An American scholar has written a book in which he tries to explain China’s recent rise. Dan Wang’s thesis is that China is a society of engineers and its government is the rule of engineers, as compared to the US, which he classifies as a society of lawyers. China is good at manufacturing and building things, he says, while the US is not. So why is this the case?
The answer is regarding the choices that the Chinese state has made, especially in 2015 when it laid out the ‘Made in China 2025’ plan. Sometimes these choices do not work, as Wang points out. An engineering-led mindset produced China’s brutal lockdown in Shanghai or unacceptable things like the one-child policy. But it is also why China has succeeded in industrial policy at the highest level: high speed rail, renewable energy, electric vehicles, ship-building and has caught up in aviation, semi-conductors, rocketry and artificial intelligence.
In all these areas, what the state has intended to achieve, it has delivered. This is an interesting theme and we will keep returning to it in this column. Today I wanted to ask ourselves the same question: What has the Indian state intended to achieve and has it been successful in doing this?
On the side of the economy, jobs and, especially, foreign policy, the answer is now clear and on both sides of the argument the debate is only about who is to blame. That does not concern us here today. Let us look at an area where the Indian state has succeeded in the choices it has made.
This month was passed the Rajasthan Prohibition of Unlawful Conversion of Religion Bill, 2025. It is aimed at two things: criminalising interfaith marriage between Hindus and Muslims and preventing people, particularly the marginalised communities from becoming Christians.
Like with other laws of this type, the Rajasthan law punishes conversions but not all of them. It says: ‘If any person re-converts to original religion i.e. ancestral religion, the same shall not be deemed to be a conversion’ and explains ancestral religion as ‘the religion in which forefathers/ancestors of the person had faith, belief or was practiced’.
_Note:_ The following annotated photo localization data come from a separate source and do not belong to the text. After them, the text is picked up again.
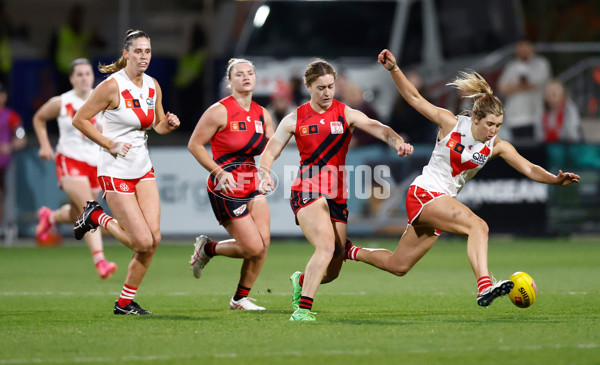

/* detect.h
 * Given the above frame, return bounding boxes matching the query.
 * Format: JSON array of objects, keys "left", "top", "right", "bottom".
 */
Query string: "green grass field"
[{"left": 1, "top": 237, "right": 598, "bottom": 365}]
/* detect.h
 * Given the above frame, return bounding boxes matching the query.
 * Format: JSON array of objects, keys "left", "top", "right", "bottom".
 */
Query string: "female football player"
[
  {"left": 344, "top": 49, "right": 579, "bottom": 307},
  {"left": 258, "top": 59, "right": 414, "bottom": 321},
  {"left": 72, "top": 30, "right": 180, "bottom": 315},
  {"left": 187, "top": 58, "right": 274, "bottom": 310}
]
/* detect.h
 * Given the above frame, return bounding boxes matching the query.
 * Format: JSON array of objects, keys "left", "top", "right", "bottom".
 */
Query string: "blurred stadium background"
[{"left": 1, "top": 0, "right": 600, "bottom": 244}]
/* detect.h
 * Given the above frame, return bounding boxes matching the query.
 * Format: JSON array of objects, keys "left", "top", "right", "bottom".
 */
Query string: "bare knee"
[
  {"left": 470, "top": 217, "right": 489, "bottom": 238},
  {"left": 240, "top": 239, "right": 266, "bottom": 259},
  {"left": 132, "top": 233, "right": 155, "bottom": 253},
  {"left": 152, "top": 231, "right": 162, "bottom": 247},
  {"left": 388, "top": 267, "right": 409, "bottom": 277},
  {"left": 386, "top": 260, "right": 412, "bottom": 277}
]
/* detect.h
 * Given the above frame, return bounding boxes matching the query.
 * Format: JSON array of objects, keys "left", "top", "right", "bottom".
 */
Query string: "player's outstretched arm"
[
  {"left": 346, "top": 107, "right": 413, "bottom": 157},
  {"left": 495, "top": 140, "right": 580, "bottom": 185}
]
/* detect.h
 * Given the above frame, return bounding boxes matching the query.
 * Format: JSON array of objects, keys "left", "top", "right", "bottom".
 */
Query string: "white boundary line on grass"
[
  {"left": 0, "top": 344, "right": 598, "bottom": 364},
  {"left": 0, "top": 291, "right": 372, "bottom": 296}
]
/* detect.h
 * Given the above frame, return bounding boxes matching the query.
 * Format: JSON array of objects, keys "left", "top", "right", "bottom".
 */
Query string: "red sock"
[
  {"left": 97, "top": 213, "right": 114, "bottom": 229},
  {"left": 233, "top": 284, "right": 251, "bottom": 301},
  {"left": 204, "top": 240, "right": 218, "bottom": 257},
  {"left": 90, "top": 209, "right": 103, "bottom": 225},
  {"left": 117, "top": 284, "right": 137, "bottom": 307},
  {"left": 344, "top": 240, "right": 362, "bottom": 261},
  {"left": 477, "top": 276, "right": 492, "bottom": 295},
  {"left": 299, "top": 296, "right": 313, "bottom": 311}
]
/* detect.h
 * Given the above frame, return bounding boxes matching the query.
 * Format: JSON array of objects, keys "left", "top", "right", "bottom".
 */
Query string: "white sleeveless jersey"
[
  {"left": 412, "top": 115, "right": 495, "bottom": 197},
  {"left": 56, "top": 89, "right": 101, "bottom": 166},
  {"left": 98, "top": 69, "right": 156, "bottom": 179}
]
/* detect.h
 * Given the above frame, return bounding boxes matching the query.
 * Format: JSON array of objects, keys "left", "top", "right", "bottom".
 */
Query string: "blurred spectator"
[
  {"left": 289, "top": 76, "right": 305, "bottom": 106},
  {"left": 173, "top": 23, "right": 208, "bottom": 127},
  {"left": 0, "top": 1, "right": 14, "bottom": 88},
  {"left": 497, "top": 39, "right": 551, "bottom": 143},
  {"left": 49, "top": 5, "right": 105, "bottom": 93},
  {"left": 267, "top": 79, "right": 296, "bottom": 129},
  {"left": 0, "top": 83, "right": 26, "bottom": 225},
  {"left": 343, "top": 83, "right": 380, "bottom": 147},
  {"left": 541, "top": 80, "right": 582, "bottom": 143},
  {"left": 388, "top": 70, "right": 438, "bottom": 144}
]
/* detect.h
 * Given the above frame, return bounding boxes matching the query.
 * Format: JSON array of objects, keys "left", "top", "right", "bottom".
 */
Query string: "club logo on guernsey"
[
  {"left": 330, "top": 121, "right": 343, "bottom": 134},
  {"left": 300, "top": 125, "right": 319, "bottom": 136},
  {"left": 233, "top": 204, "right": 247, "bottom": 216},
  {"left": 231, "top": 121, "right": 247, "bottom": 131},
  {"left": 255, "top": 120, "right": 263, "bottom": 134}
]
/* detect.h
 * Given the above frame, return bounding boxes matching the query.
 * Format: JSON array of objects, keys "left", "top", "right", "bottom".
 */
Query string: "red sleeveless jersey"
[
  {"left": 208, "top": 95, "right": 267, "bottom": 198},
  {"left": 291, "top": 99, "right": 352, "bottom": 203}
]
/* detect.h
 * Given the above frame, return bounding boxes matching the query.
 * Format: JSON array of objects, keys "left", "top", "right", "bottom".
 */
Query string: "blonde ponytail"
[{"left": 447, "top": 70, "right": 504, "bottom": 119}]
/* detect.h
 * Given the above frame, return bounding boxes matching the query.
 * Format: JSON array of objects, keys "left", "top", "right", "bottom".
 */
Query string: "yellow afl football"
[{"left": 508, "top": 271, "right": 537, "bottom": 308}]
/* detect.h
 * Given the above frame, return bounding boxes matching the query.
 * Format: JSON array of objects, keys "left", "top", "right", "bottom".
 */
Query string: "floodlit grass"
[{"left": 0, "top": 237, "right": 598, "bottom": 364}]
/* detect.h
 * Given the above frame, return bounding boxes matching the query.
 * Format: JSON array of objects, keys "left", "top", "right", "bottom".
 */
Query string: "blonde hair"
[
  {"left": 224, "top": 58, "right": 255, "bottom": 86},
  {"left": 447, "top": 70, "right": 504, "bottom": 120},
  {"left": 304, "top": 59, "right": 336, "bottom": 86},
  {"left": 98, "top": 29, "right": 150, "bottom": 74}
]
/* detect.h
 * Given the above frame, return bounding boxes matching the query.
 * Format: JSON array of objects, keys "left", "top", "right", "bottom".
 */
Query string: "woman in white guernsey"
[
  {"left": 72, "top": 30, "right": 180, "bottom": 315},
  {"left": 344, "top": 49, "right": 580, "bottom": 307},
  {"left": 33, "top": 58, "right": 117, "bottom": 280}
]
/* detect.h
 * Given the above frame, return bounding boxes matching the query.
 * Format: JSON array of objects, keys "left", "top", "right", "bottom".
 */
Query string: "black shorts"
[
  {"left": 289, "top": 190, "right": 348, "bottom": 225},
  {"left": 208, "top": 190, "right": 260, "bottom": 225}
]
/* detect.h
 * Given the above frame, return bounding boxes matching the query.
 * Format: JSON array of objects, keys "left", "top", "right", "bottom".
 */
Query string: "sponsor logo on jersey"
[
  {"left": 255, "top": 120, "right": 264, "bottom": 134},
  {"left": 446, "top": 139, "right": 465, "bottom": 154},
  {"left": 330, "top": 121, "right": 343, "bottom": 134},
  {"left": 471, "top": 151, "right": 489, "bottom": 165},
  {"left": 300, "top": 124, "right": 319, "bottom": 136},
  {"left": 320, "top": 119, "right": 325, "bottom": 124},
  {"left": 233, "top": 204, "right": 247, "bottom": 216},
  {"left": 231, "top": 121, "right": 247, "bottom": 131},
  {"left": 146, "top": 97, "right": 154, "bottom": 108},
  {"left": 125, "top": 99, "right": 141, "bottom": 108}
]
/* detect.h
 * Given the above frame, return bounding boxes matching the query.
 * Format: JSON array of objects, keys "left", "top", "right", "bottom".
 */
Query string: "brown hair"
[
  {"left": 98, "top": 30, "right": 150, "bottom": 74},
  {"left": 69, "top": 58, "right": 92, "bottom": 76},
  {"left": 447, "top": 71, "right": 504, "bottom": 120},
  {"left": 304, "top": 59, "right": 336, "bottom": 86}
]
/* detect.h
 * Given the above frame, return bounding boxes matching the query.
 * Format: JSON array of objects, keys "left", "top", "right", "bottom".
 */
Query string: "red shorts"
[
  {"left": 405, "top": 185, "right": 445, "bottom": 236},
  {"left": 55, "top": 153, "right": 100, "bottom": 191},
  {"left": 98, "top": 168, "right": 155, "bottom": 199}
]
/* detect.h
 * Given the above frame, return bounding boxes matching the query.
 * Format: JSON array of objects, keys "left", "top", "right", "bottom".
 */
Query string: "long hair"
[
  {"left": 447, "top": 70, "right": 504, "bottom": 120},
  {"left": 98, "top": 29, "right": 150, "bottom": 74}
]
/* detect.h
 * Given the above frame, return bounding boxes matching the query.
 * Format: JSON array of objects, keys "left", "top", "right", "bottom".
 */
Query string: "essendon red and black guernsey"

Readers will not need to be told what this means because it is clear. This phrasing was introduced to us in the first law of our era on this subject. This was the Uttarakhand Freedom of Religion Act, 2018. It was followed by laws in Himachal Pradesh (2019), Uttar Pradesh (2020), Madhya Pradesh (2021), Gujarat (2021), Haryana (2022) and Karnataka (2022).
All of these laws were passed by the BJP. The Rajasthan law adds something new. It also has criminalised all forms of propagation. It says that the dissemination of information, ideas, or beliefs through media, social media and messaging applications is unlawful if this is interpreted as propagation of religion intended for conversion.
It also increases punishment, now being at up to 14 years in jail and 20 years, if the person changing faith is Dalit or Adivasi. All of these BJP laws are in violation of pretty much the entire panel of fundamental rights, but they have become acceptable in our society. It will be the rare reader, even of this column, who knew about the Rajasthan law cleared on 9 September because this is no longer news as our TV debates understand that word.
To tie the argument up, it is important to accept that the state has succeeded in achieving what is set out to do. Politically, it is difficult to reverse the laws because socially they have been made acceptable. The number of people either in favour of these laws or disinterested in them outnumbers those who are in favour of their repeal.
The Karnataka law came into effect on 17 May 2022. Like the others, it requires people wanting to convert to give 30 days’ notice to the district magistrate. The bureaucrat will then put the application up on a notice board in his office and in the office of the tehsildar, calling for objections.
After it won the Assembly elections in May 2023, the Congress said it would undo this law. The following month, 15 June, news under this headline was published: ‘Siddaramaiah-led Karnataka government withdraws anti-conversion law.’
That did not happen. A few days ago, on 8 September, it was reported that the government ‘will seek legal opinion on the Karnataka Protection of Right to Freedom of Religion Act, popularly known as the anti-conversion law, and decide on further action.’
Meaning that the law is still intact. The state under the BJP made some choices on behalf of Indians beginning in 2014 and resulting in laws on beef that began in 2015, on freedom of religion which began in 2018, on citizenship which began in 2019 and on other things linked at ending pluralism and targeting minorities.
It has achieved what it has intended to achieve here. We may not have had a ‘Made in China 2025’ policy and whatever unserious efforts we have made on this and other fronts have flopped. But it is hard not to accept the total victory of the ‘Remake India 2025’ policy, whose fruits we can see in the laws, the media and indeed in the society all around us.